Draper said that “weaponizing” the court plan against any one class of judges “hampers its effectiveness and encourages exactly what it was designed to check” — politicization and allowing outside forces to exert influence over the composition and independence of the judiciary.
“Issue a true bill, and commit to doing the hard work to make our profession, our court plan, and our judiciary a model of fairness for all,” he said.
Draper’s speech marked his first major address since he became chief justice on July 1. Although chief justices frequently praise the Nonpartisan Court Plan, Draper’s speech is the first in nearly a decade to focus on how the plan works. In 2010, then-Chief Justice William Ray Price Jr. used his speech at the annual meeting to announce major changes to the process for selecting nonpartisan judges, including that interviews with judicial candidates would be open to the public.

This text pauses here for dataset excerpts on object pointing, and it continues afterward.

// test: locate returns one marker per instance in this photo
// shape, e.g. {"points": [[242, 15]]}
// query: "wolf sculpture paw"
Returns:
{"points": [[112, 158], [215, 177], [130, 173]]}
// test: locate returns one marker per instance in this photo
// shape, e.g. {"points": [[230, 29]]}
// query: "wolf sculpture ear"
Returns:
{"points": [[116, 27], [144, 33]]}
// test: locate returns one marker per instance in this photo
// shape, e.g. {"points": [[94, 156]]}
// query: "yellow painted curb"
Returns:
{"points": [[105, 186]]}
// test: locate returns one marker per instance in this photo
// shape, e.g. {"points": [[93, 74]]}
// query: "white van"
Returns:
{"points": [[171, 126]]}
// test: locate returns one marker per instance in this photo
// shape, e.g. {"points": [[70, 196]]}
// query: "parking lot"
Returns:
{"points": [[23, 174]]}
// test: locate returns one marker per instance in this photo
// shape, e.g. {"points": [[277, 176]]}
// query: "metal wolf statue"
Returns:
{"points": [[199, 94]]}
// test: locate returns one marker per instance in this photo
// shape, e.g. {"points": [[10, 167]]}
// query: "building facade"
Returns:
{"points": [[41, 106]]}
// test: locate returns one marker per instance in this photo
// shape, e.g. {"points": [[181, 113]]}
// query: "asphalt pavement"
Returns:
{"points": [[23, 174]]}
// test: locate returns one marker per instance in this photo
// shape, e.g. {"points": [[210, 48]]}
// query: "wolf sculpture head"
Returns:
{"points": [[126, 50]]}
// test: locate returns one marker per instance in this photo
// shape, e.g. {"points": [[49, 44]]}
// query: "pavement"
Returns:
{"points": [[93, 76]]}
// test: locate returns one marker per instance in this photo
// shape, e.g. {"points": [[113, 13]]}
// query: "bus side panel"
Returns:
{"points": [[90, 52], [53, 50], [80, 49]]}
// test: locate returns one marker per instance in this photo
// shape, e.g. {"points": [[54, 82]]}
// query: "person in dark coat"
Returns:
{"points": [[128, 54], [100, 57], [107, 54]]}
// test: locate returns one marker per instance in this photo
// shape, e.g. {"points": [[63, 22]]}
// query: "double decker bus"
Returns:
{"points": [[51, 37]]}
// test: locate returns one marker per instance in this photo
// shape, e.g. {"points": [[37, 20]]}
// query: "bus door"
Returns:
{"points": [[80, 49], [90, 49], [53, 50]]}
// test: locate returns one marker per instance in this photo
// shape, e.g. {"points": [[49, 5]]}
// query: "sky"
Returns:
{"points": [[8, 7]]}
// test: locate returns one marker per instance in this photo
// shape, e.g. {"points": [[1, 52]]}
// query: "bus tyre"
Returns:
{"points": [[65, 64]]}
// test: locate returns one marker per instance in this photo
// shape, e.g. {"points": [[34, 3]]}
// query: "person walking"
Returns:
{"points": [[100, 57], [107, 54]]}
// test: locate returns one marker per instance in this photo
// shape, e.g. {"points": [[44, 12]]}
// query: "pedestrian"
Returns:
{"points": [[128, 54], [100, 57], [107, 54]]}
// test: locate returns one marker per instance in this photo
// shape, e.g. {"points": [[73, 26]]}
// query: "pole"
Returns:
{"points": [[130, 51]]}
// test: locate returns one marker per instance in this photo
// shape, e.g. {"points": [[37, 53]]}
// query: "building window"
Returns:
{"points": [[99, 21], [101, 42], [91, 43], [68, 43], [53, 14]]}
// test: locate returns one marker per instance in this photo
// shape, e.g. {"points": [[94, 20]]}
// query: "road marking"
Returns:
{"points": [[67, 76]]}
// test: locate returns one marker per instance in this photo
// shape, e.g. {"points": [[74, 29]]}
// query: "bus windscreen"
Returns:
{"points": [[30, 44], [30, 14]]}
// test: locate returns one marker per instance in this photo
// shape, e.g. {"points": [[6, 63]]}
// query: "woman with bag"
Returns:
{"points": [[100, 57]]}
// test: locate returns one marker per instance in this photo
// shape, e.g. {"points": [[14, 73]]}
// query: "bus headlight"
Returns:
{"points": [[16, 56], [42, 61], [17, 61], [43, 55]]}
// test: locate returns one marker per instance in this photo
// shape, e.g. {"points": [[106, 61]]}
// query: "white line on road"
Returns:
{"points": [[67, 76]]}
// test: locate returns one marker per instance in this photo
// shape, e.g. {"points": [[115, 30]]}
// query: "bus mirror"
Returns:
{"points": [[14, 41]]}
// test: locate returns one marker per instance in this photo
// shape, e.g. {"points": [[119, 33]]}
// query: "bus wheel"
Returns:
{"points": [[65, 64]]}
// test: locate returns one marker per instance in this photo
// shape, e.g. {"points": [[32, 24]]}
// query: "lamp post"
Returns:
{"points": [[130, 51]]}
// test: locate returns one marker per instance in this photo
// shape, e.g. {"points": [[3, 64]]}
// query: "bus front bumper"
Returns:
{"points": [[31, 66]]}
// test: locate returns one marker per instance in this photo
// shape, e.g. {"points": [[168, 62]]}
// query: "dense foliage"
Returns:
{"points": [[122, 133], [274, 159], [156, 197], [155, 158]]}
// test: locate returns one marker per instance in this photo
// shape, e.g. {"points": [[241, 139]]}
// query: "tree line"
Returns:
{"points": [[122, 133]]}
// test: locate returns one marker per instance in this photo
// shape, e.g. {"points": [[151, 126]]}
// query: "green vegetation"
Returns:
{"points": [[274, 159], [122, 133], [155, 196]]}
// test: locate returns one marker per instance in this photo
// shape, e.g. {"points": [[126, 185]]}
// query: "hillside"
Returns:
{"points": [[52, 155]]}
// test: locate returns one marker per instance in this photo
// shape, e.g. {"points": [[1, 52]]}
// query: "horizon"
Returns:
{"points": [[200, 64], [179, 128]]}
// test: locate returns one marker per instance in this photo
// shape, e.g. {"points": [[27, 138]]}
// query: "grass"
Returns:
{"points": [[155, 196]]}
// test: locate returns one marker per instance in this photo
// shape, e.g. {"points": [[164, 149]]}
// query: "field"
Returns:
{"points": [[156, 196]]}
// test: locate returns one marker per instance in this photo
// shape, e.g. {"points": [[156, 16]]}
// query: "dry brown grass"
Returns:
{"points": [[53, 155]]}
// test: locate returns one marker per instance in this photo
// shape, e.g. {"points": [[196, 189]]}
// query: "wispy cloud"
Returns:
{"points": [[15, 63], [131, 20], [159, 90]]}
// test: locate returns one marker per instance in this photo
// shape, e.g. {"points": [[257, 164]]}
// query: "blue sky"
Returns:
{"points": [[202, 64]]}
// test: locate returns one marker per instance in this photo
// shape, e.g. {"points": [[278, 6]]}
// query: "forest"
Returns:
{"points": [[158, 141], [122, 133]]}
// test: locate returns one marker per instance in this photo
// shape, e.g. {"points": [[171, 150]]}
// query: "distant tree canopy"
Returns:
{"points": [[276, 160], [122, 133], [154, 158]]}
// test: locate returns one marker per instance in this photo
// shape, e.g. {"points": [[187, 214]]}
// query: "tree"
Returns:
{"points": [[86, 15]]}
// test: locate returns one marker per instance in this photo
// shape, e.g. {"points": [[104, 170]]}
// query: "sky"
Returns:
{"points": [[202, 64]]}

While some audience members appeared visibly irritated during Draper’s speech, he received a standing ovation at its conclusion.
Following the speech, bar President Tom Bender said in a statement that Draper “spoke with passion and from a unique perspective about Missouri’s Non-Partisan Court Plan and the court-established Judicial Performance Review process.”
“I believe the court and committee will constantly monitor and make improvements to the process,” he said.
Dale C. Doerhoff, chair of the Judicial Performance Review Committee, also said the committee “works to continually improve the process to help inform Missouri voters about their nonpartisan judges up for retention.”
“We are currently studying and considering recommendations to implement for 2020 reviews and look forward to announcing those when finalized,” he said in a statement.